According to reports, women living with disabilities are three times more vulnerable to sexual assaults as compared to other women. They are at higher risk of gender-based violence, sexual abuse, neglect, maltreatment and exploitation. There are multiple hurdles that they face while accessing the criminal justice system, which is compounded by a total lack of sensitivity to their needs and concerns at various levels. The NCRB does not maintain disaggregated data on violence against disabled women. Feminist movements and other struggles need to acknowledge the specific marginalities faced by women with disabilities, and ensure support, means of redress and fixing accountability of the perpetrators.
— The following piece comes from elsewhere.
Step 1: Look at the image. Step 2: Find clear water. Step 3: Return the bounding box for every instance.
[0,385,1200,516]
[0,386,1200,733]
C. CLAIMING AGENCY IN RESISTANCE
Faced with an abject denial of recognition of personhood, and a lack of the bare minimum provisions for survival, and legal protections, sex workers have been working together for decades now, making sharp demands for recognition of sex work as dignified work, and for social security and human rights.
Similarly, while opposing the discriminatory core of legislation like the Transgender Persons Act (2019) and the consequent rules, there has also been an ongoing attempt by members of the transgender community to seek implementation of the directives in the NALSA judgement and access limited benefits under policies in certain states.
At another level, the past few years have witnessed remarkable feminist uprisings, be it in the form of the numerous Shaheenbaghs or the Farmers’ Movement, where women are leading from the front, challenging communal and corporate forces. At the same time, we have also seen a disturbing trend: regressive right-wing forces vilify, question and deny women’s agency as political beings, even as the ‘highest judicial authority, the CJI, asks why women are ‘kept’ in protests. That women continue to provide able leadership to movements, braving the many patriarchal assaults, is testimony to their strength and faith in struggle.